There’s a great tradition of garbage art, from Kurt Schwitters’s collage and assemblage works and the Situationists’ reconfigurations of trash culture to Rachel Harrison’s and Isa Genzken’s brilliantly mean-spirited monuments to the nastiness of late capitalism. And then there’s Dave Hardy, whose formal, poetic coordinates within this realm fall rather elegantly between Apollonian facture and unadulterated abjection.
Hardy’s primary materials for his works are scavenged panels of glass and cast-off chunks of cheap, desiccated furniture foam (think the appointments of an especially low-budget porn or fittings of a local welfare office). The foam is dipped into cement and manipulated into lugubrious, voluptuous folds and fleshy mounds that call to mind both the contrapposto of classical figurative statuary and heaps of modernist sculpture gone to seed. Hardy’s materials are precariously leaned and balanced— connective supports being virtually absent, rather clever feats of engineering and careful uses of gravity keep these works hanging solidly together.
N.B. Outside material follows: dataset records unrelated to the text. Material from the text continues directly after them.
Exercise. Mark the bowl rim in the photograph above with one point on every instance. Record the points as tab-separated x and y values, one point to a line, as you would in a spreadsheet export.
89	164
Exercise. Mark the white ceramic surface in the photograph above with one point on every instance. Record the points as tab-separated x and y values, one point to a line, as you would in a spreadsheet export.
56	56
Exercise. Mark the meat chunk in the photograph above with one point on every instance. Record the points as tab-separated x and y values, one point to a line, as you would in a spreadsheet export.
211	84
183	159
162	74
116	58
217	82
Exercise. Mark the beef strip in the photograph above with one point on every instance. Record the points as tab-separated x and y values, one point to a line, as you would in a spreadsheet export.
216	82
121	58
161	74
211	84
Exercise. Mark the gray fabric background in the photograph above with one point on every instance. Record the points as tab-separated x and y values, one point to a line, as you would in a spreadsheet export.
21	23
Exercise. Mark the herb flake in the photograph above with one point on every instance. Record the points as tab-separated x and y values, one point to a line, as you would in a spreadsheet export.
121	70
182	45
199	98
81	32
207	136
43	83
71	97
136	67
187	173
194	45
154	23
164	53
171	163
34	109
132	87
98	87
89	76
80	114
There’s also a pathos that imbues this family of sculptures—one can feel its spirit most acutely in the various bits of homely detritus embedded in the works’ surfaces. It’s in the dumb pretzel or shitty glue stick dangling from Destiny (all works 2014); the disused car lighter that was surely culled from some sad stripe of Honda circa 1982 (Lighghts); or that feeble erection of pink pencil jutting out of Cutout. It’s these seemingly off-the-cuff applications of little junk that heighten the vulnerability of these works, like knives into a fairy-tale beast, and cause the obdurate “thingness” of Hardy’s objects to melt here and there into moments of broken love and tenderness.